Thinking aloud here (please don't flame me for this).
If one had mercury in a vessel, wouldn't the resistance change with
pressure (since the molecules are being compressed together under
higher pressure). If so, could you measure that difference to provide
an accurate mmHG reading.
Just a thought.
And an interesting idea. Except that fluids in general, and mercury (a
liquid metal) are *mostly* incompressible. (OK, they can be compressed, as
Howard Hughs found out, but only under *extreme* pressure - not
barometric.)
Also, I'm sure you could use a laser reflected also to get very
accurate measurements (especially if a mirror was floated on the
surface of the mercury).
Another neat idea. Depending upon the diameter of the container the
mercury was in, and the purity, you might be able to bounce the laser off
the top of the mercury directly.
What might work better would be to make either a simple sealed vertical
tube manometer, or a U-tube manometer with one sealed end, and pass a
nichrome wire through the end of the tube, down into the mercury. As the
pressure changes, the mercury would rise and fall in the tube. This
changes the length of nichrome wire above the mercury. Since the
resistance of the wire would be proportional to the length above the
mewcury, the resistance is proportional to the pressure. Do a google
search on McLeod Gauge - used to measure vacuum.

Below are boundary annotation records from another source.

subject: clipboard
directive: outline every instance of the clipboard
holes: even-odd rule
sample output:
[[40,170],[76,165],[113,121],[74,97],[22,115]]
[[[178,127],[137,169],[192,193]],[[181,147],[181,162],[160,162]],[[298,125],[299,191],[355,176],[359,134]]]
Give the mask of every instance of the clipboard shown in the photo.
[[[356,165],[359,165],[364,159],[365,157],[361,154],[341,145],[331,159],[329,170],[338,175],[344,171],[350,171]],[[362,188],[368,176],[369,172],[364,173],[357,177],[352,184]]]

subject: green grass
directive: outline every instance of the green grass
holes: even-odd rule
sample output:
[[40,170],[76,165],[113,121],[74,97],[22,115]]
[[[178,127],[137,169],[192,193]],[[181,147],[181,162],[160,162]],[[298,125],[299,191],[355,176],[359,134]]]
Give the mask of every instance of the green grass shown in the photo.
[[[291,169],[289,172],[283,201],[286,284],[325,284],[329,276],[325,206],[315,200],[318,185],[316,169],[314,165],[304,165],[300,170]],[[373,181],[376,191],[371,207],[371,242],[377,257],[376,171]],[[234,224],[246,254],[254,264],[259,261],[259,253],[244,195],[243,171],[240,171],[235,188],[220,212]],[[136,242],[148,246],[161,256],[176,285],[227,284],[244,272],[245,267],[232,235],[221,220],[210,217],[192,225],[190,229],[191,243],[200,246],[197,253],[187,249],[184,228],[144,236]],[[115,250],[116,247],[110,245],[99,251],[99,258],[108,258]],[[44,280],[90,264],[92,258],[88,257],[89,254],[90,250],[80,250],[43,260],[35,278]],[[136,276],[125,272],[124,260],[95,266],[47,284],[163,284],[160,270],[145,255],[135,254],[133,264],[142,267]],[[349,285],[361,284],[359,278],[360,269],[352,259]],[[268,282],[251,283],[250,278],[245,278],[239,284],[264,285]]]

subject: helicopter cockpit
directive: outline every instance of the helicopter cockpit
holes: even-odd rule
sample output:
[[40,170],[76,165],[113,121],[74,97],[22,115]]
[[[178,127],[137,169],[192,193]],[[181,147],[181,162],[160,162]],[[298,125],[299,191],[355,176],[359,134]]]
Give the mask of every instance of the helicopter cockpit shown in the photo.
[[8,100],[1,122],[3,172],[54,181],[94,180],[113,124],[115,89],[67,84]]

I don't know how the industial grade Barometric sensors work so please
forgive me if I've stated the obvious.
Well, you are inventive. "Industrial" sensors can come in a variety of
mechanical designs, depending upon the range of pressures needed to be
measured, the type of signal needed, and the accuracy needed. I've seen
designs that were steel bellows where the end of the bellows formed a
capacitor. There is the bourdon-tube design - like a regular pressure
gauge, except that instead of the needle rotating on a dial face, it is the
wiper rotating around a potentiometer. Others used a sealed chamber with a
diaphram across one end. A strain gage of some sort is attached to the
diaphram. As pressure changes, the diaphram flexes, causing changes in the
strain gage. Strain gage could be replaced with a piezo-resistive element.
One of the most interesting gauges I've worked with was the Leybold-Heraeus
spinning ball viscometer. It was used as a reference to calibrate all the
other vacuum gauges. It suspended a small metal ball in a magnetic field.
The ball was spun up to an exact RPM than allowed to coast down to a lower,
set RPM. The rate at which the ball slowed down indicated the drag from
gas friction, and is proportional to the absolute pressure.